The Department of Homeland Security (DHS) received from the Second Circuit a new endorsement to apply the public charge rule to immigrants who request social assistance at the national level, except Vermont, Connecticut and New York.

Through the Citizenship and Immigration Services office (USCIS) the punishment of immigrants may be implemented, but the judges kept out the three states that filed a joint lawsuit, led by the attorney general Leticia james.

In Vermont, Connecticut, and New York, immigration officials must continue to apply the public charge guidance that was in effect prior to the effective date of the new DHS definition, which began to be implemented on February 24, 2020.

The new provisions, which failed to be stopped in the Supreme Court, significantly increase the scrutiny of foreign nationals to establish that they will not become a “public charge” of the United States Government during the adjustment of status applications or Permanent residence, as well as requests for extension of stay and change of nonimmigrant status.

It should be remembered that there is a similar rule of the Department of State, which applies in consulates, but there is a separate lawsuit on that decision, so the current determination of the Second Circuit does not affect that process.

DHS is expected to issue guidance regarding the filing of immigration applications affected by the new court order deemed limited, that is, how it will be applied.

It is also recalled that a court prohibited the application of the rule in Illinois.

The new decision of the Second Circuit ties with that of the Fourth Circuit in Virginia, where last week the rule was also endorsed.

The judges determined that the Immigration and Nationality Law (INA) says that any alien who is “likely at any time to become a public charge is inadmissible,” something that must be enforced by DHS.

Lawyers have explained that the provision of the Government of President Donald Trump is more complex than the simple punishment for using social benefits, such as Medicaid, food stamps and housing support, since it considers various aspects to determine if a person is eligible to obtain an immigration benefit.

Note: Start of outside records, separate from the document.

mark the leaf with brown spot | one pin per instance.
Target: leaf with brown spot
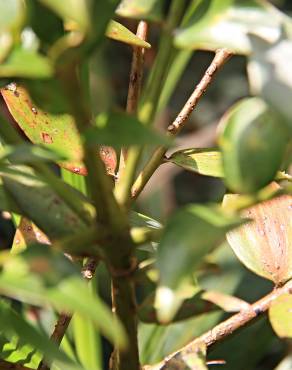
(265, 244)
(55, 131)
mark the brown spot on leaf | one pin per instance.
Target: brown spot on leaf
(47, 138)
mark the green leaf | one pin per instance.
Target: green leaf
(16, 352)
(27, 153)
(27, 233)
(119, 129)
(253, 141)
(12, 14)
(141, 9)
(26, 63)
(285, 364)
(280, 316)
(74, 10)
(57, 132)
(118, 32)
(42, 276)
(189, 235)
(41, 204)
(217, 24)
(190, 307)
(45, 23)
(12, 323)
(270, 76)
(6, 202)
(265, 245)
(203, 161)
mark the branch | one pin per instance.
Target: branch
(127, 173)
(225, 328)
(221, 57)
(64, 319)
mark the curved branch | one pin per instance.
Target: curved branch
(225, 328)
(221, 57)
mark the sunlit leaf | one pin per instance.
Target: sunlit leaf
(119, 129)
(285, 364)
(203, 161)
(264, 244)
(280, 316)
(58, 132)
(270, 75)
(12, 14)
(216, 24)
(141, 9)
(253, 140)
(118, 32)
(41, 204)
(189, 235)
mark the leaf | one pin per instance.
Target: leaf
(285, 364)
(16, 352)
(74, 10)
(42, 276)
(189, 235)
(264, 245)
(118, 32)
(253, 140)
(27, 233)
(141, 9)
(205, 161)
(217, 24)
(27, 153)
(280, 316)
(12, 323)
(119, 129)
(227, 302)
(41, 204)
(269, 74)
(190, 307)
(26, 63)
(57, 132)
(12, 15)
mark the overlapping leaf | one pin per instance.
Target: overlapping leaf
(253, 140)
(264, 244)
(189, 235)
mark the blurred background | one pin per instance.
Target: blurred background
(171, 187)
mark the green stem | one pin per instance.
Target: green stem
(154, 86)
(118, 252)
(221, 56)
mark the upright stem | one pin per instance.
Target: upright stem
(119, 251)
(156, 80)
(221, 56)
(132, 157)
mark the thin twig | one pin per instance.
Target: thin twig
(5, 365)
(64, 319)
(126, 175)
(225, 328)
(221, 57)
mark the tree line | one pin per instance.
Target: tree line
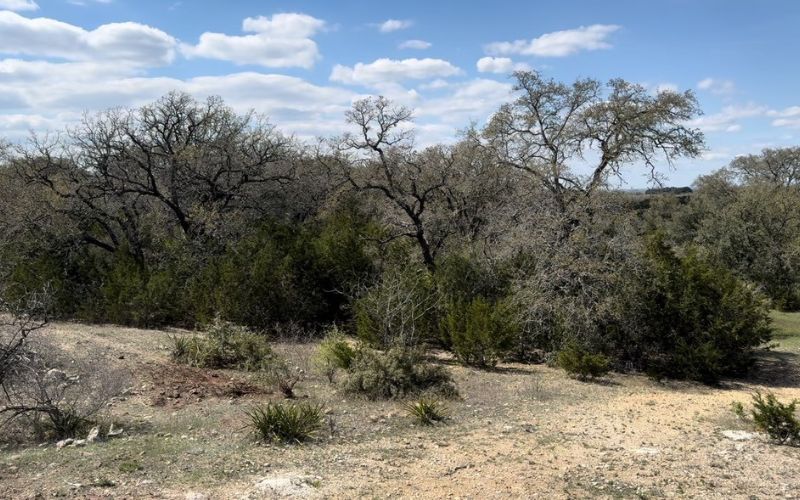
(506, 244)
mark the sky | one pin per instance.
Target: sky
(302, 63)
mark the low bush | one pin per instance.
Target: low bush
(55, 397)
(427, 411)
(480, 333)
(582, 363)
(334, 350)
(224, 345)
(777, 419)
(286, 423)
(395, 374)
(334, 353)
(283, 378)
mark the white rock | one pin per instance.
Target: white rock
(284, 487)
(739, 435)
(93, 435)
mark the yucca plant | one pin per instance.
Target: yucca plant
(777, 419)
(427, 411)
(286, 423)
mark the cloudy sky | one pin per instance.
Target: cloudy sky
(303, 62)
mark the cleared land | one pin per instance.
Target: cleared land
(521, 431)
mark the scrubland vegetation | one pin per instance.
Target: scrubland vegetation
(394, 270)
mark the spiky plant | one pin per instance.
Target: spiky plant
(427, 411)
(286, 423)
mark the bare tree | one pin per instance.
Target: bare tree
(176, 162)
(553, 132)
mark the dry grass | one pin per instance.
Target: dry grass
(519, 431)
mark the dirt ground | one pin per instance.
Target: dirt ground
(519, 431)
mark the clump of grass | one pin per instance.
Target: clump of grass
(777, 419)
(581, 363)
(286, 423)
(225, 345)
(738, 409)
(427, 411)
(334, 353)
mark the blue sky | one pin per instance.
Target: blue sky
(303, 62)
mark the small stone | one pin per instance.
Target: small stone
(739, 435)
(64, 442)
(93, 435)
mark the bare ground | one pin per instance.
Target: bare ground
(519, 431)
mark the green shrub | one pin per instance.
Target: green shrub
(479, 332)
(334, 353)
(582, 363)
(395, 374)
(777, 419)
(400, 310)
(427, 411)
(283, 378)
(286, 423)
(697, 320)
(738, 409)
(224, 345)
(335, 350)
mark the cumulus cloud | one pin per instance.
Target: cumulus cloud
(393, 70)
(474, 100)
(394, 25)
(789, 117)
(728, 119)
(134, 43)
(499, 65)
(415, 44)
(666, 87)
(18, 5)
(280, 41)
(718, 87)
(558, 43)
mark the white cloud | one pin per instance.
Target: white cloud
(727, 120)
(474, 100)
(558, 43)
(282, 41)
(47, 96)
(499, 65)
(84, 3)
(666, 87)
(393, 70)
(718, 87)
(394, 25)
(135, 43)
(18, 5)
(415, 44)
(789, 117)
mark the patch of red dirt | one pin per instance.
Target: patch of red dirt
(178, 385)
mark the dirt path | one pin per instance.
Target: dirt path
(518, 432)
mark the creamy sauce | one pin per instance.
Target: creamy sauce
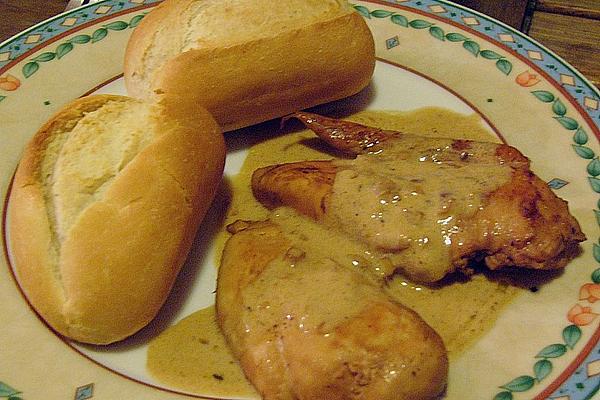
(460, 311)
(410, 197)
(193, 356)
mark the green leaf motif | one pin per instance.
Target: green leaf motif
(542, 369)
(400, 20)
(80, 39)
(543, 95)
(364, 11)
(490, 55)
(117, 26)
(580, 137)
(472, 47)
(520, 384)
(6, 391)
(593, 167)
(583, 151)
(568, 123)
(437, 33)
(419, 24)
(559, 108)
(63, 49)
(30, 68)
(596, 250)
(135, 21)
(504, 65)
(45, 57)
(99, 34)
(381, 13)
(503, 396)
(456, 37)
(552, 351)
(571, 335)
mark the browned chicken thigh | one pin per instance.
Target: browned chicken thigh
(430, 205)
(304, 326)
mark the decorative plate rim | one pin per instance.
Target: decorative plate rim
(592, 117)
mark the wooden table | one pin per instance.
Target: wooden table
(571, 28)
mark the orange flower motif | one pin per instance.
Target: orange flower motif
(590, 292)
(9, 83)
(527, 79)
(581, 315)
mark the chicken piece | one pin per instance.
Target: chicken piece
(303, 326)
(430, 204)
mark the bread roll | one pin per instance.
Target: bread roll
(248, 61)
(104, 207)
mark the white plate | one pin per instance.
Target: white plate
(429, 53)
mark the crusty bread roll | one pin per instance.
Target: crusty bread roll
(248, 61)
(104, 207)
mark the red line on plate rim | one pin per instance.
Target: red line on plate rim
(546, 392)
(581, 111)
(448, 89)
(555, 384)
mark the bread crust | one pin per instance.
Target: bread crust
(261, 77)
(108, 275)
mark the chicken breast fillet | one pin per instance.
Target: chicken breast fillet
(303, 326)
(429, 204)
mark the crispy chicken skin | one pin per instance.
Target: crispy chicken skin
(305, 327)
(520, 223)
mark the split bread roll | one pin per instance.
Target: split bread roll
(248, 61)
(104, 207)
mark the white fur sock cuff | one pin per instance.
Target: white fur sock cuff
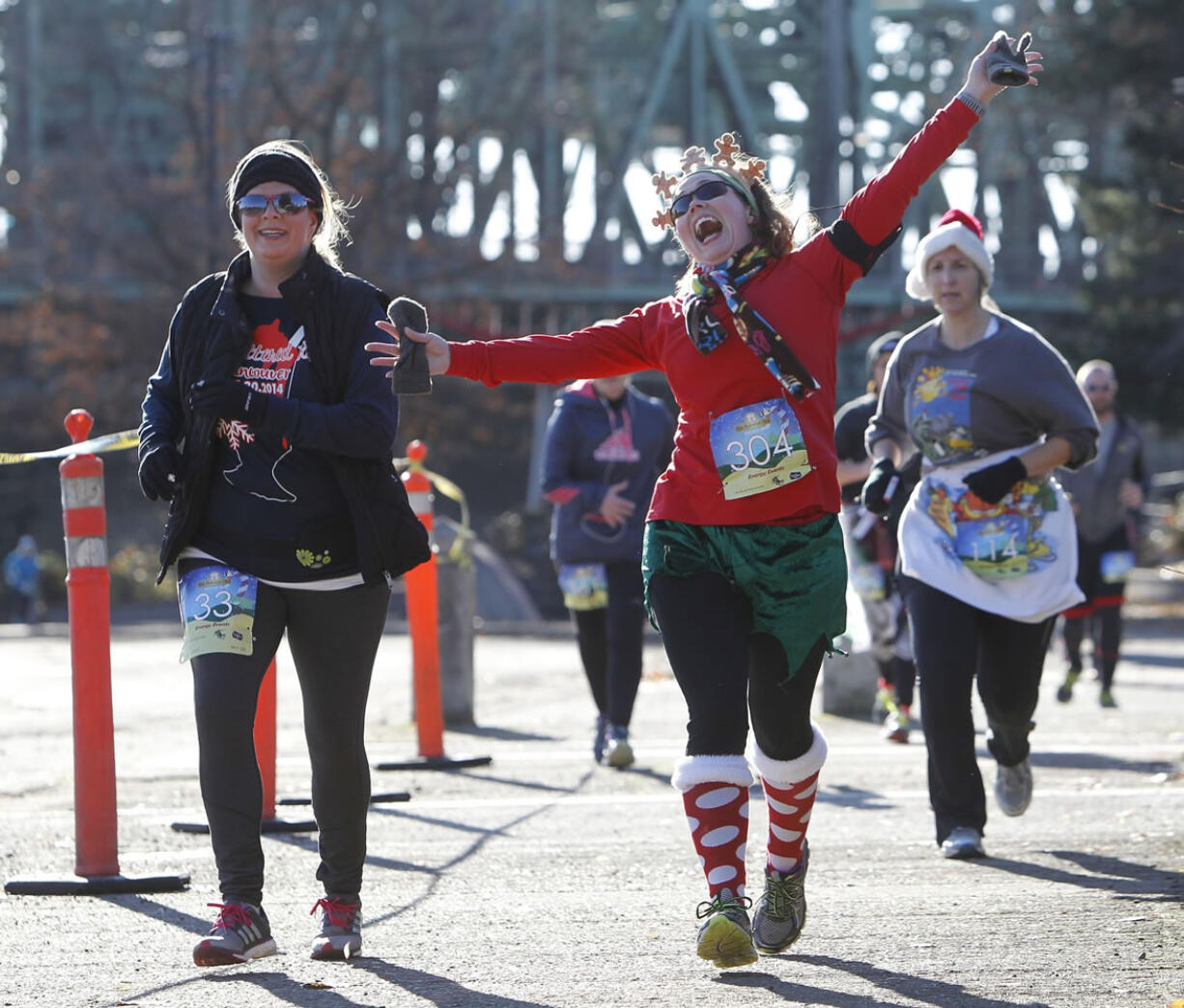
(691, 770)
(790, 771)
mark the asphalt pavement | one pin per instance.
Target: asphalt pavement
(541, 880)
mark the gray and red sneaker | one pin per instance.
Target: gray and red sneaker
(240, 933)
(341, 924)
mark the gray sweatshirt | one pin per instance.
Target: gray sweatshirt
(1006, 390)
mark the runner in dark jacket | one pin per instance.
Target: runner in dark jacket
(606, 444)
(272, 437)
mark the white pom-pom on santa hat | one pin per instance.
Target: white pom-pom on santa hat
(955, 230)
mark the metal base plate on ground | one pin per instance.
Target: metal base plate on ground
(96, 885)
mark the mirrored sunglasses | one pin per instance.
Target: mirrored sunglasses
(286, 204)
(708, 190)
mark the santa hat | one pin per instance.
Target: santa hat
(955, 230)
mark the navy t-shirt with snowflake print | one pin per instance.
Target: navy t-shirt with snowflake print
(275, 509)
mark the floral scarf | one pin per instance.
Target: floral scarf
(758, 335)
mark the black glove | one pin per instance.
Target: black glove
(994, 483)
(1007, 68)
(411, 376)
(876, 493)
(160, 472)
(230, 400)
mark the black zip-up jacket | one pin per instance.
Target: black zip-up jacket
(209, 339)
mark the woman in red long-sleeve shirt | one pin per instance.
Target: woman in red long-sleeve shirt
(744, 556)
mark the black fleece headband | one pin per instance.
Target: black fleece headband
(275, 166)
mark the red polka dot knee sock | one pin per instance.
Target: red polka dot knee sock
(789, 817)
(790, 789)
(718, 817)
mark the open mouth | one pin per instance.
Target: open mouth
(706, 227)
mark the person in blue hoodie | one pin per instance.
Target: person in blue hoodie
(606, 444)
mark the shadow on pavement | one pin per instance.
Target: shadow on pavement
(1125, 880)
(1096, 761)
(927, 992)
(437, 990)
(157, 911)
(502, 734)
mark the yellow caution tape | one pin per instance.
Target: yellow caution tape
(459, 554)
(108, 442)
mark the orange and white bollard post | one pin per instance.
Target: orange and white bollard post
(423, 619)
(89, 598)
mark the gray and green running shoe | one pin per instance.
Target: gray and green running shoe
(781, 909)
(726, 936)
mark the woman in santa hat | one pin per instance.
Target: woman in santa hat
(988, 545)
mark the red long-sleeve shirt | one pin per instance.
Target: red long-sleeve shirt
(801, 294)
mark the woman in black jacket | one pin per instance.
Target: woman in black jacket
(271, 436)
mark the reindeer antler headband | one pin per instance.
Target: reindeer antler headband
(729, 163)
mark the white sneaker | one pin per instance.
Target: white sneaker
(1014, 788)
(963, 843)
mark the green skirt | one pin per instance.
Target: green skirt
(795, 576)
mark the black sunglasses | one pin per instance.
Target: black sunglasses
(286, 204)
(708, 190)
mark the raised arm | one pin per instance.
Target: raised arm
(875, 210)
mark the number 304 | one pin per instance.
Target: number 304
(757, 451)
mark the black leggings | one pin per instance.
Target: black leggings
(610, 641)
(726, 672)
(333, 636)
(953, 642)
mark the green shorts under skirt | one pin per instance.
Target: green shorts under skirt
(795, 576)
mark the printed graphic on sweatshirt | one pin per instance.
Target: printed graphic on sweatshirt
(618, 446)
(758, 449)
(995, 541)
(268, 368)
(939, 414)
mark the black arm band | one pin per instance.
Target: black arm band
(850, 246)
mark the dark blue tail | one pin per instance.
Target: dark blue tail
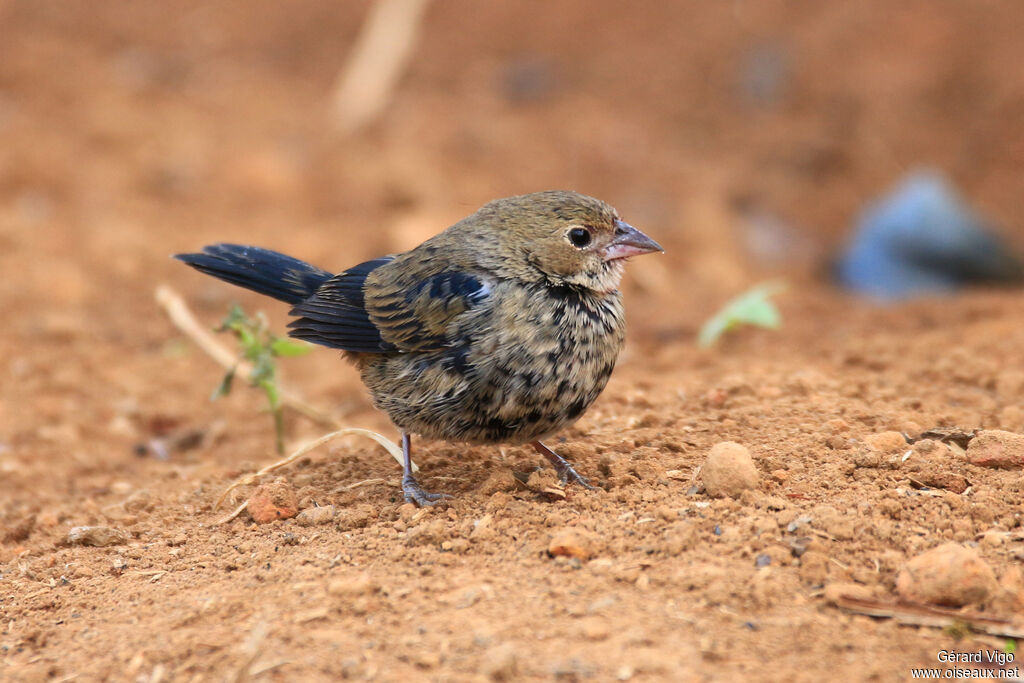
(258, 269)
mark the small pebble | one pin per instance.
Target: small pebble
(501, 479)
(995, 447)
(887, 442)
(950, 574)
(729, 470)
(271, 502)
(571, 543)
(500, 663)
(100, 537)
(352, 585)
(837, 590)
(314, 516)
(595, 628)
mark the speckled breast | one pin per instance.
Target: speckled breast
(523, 366)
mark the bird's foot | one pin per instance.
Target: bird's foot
(416, 494)
(566, 473)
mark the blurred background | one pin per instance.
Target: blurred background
(742, 135)
(748, 137)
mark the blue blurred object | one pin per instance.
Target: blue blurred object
(922, 239)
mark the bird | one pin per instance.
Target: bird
(502, 329)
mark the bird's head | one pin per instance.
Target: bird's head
(562, 238)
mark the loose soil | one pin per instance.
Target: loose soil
(130, 133)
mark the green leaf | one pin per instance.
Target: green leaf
(262, 370)
(752, 307)
(288, 348)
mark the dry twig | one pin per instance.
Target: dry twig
(377, 60)
(250, 478)
(939, 617)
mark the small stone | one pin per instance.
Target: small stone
(1012, 585)
(500, 663)
(482, 527)
(501, 479)
(837, 590)
(20, 530)
(993, 539)
(314, 516)
(595, 628)
(271, 502)
(887, 442)
(351, 585)
(729, 470)
(950, 574)
(571, 543)
(945, 480)
(100, 537)
(994, 447)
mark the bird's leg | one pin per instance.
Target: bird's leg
(410, 486)
(565, 471)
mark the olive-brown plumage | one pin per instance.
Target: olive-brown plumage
(504, 328)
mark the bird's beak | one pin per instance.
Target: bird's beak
(629, 242)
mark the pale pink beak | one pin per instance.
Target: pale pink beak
(629, 242)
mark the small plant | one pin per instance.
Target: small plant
(261, 349)
(752, 307)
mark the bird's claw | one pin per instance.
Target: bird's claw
(568, 475)
(418, 496)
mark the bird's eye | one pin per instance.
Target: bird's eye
(580, 237)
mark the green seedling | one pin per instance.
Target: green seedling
(752, 307)
(261, 349)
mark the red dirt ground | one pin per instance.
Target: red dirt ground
(130, 133)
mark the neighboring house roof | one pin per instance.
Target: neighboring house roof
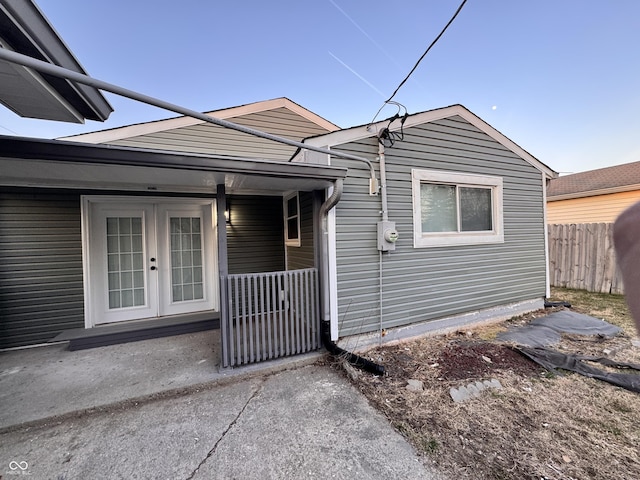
(25, 30)
(620, 178)
(366, 131)
(146, 128)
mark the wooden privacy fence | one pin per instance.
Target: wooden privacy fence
(582, 256)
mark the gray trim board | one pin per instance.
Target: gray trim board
(84, 338)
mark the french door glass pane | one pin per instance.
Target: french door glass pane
(475, 209)
(186, 259)
(438, 208)
(125, 272)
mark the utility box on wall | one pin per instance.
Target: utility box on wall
(387, 236)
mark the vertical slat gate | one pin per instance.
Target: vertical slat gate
(270, 315)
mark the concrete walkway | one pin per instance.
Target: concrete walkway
(161, 409)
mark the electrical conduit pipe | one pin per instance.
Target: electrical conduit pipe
(325, 322)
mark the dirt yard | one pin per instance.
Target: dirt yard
(539, 425)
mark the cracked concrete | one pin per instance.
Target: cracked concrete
(301, 423)
(212, 451)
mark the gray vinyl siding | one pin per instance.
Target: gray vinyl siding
(41, 289)
(207, 138)
(255, 235)
(303, 256)
(421, 284)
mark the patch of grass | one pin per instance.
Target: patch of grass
(541, 424)
(612, 308)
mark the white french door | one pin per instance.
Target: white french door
(149, 258)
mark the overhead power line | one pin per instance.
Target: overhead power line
(420, 59)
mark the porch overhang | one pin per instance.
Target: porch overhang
(24, 29)
(27, 162)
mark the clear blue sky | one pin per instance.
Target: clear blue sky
(561, 78)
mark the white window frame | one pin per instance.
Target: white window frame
(291, 242)
(439, 239)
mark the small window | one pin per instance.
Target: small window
(456, 209)
(292, 220)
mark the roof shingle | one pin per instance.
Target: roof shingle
(600, 179)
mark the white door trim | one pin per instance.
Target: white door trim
(91, 271)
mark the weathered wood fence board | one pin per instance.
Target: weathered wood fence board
(582, 256)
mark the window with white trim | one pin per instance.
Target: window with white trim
(452, 208)
(292, 220)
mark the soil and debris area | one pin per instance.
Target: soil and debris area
(538, 425)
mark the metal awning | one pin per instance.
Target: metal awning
(28, 162)
(24, 29)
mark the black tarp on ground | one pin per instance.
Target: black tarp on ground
(546, 331)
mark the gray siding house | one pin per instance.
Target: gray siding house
(468, 207)
(123, 241)
(179, 225)
(113, 243)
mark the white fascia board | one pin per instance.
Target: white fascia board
(366, 131)
(120, 133)
(594, 193)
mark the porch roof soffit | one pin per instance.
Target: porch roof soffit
(24, 29)
(353, 134)
(52, 163)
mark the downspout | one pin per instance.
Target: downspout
(385, 218)
(325, 315)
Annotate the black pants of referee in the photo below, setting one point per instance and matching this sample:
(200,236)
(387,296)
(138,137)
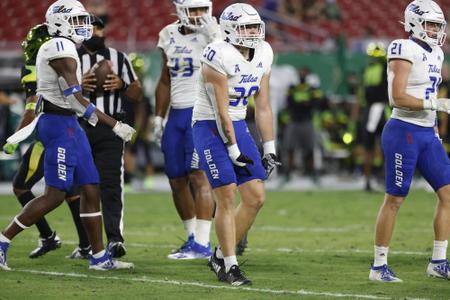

How applications will be evaluated

Experts highlight six aspects of how DHS evaluates immigrants, to prevent them from being a burden to the Government:

1. Public aid.- People who receive welfare benefits for 12 months in a three-year period, such as Medicaid, food stamps, or housing support.

2. Age.- It will be taken into account if the immigrant is a minor and who supports that person, also if they are older than 62 years.

3. Health.- Immigrants with chronic diseases, such as a heart problem, could face problems, especially if the health insurance they receive is subsidized.

4. Studies.- The officers will evaluate the educational level of the person, as well as their level of English, to consider them positive or negative factors.

5. Financial statements.- Immigrants’ assets will be reviewed, as well as the money they have saved and family income.

6.- Work.- Those people who have not had, for example, a job in the last two years could face problems.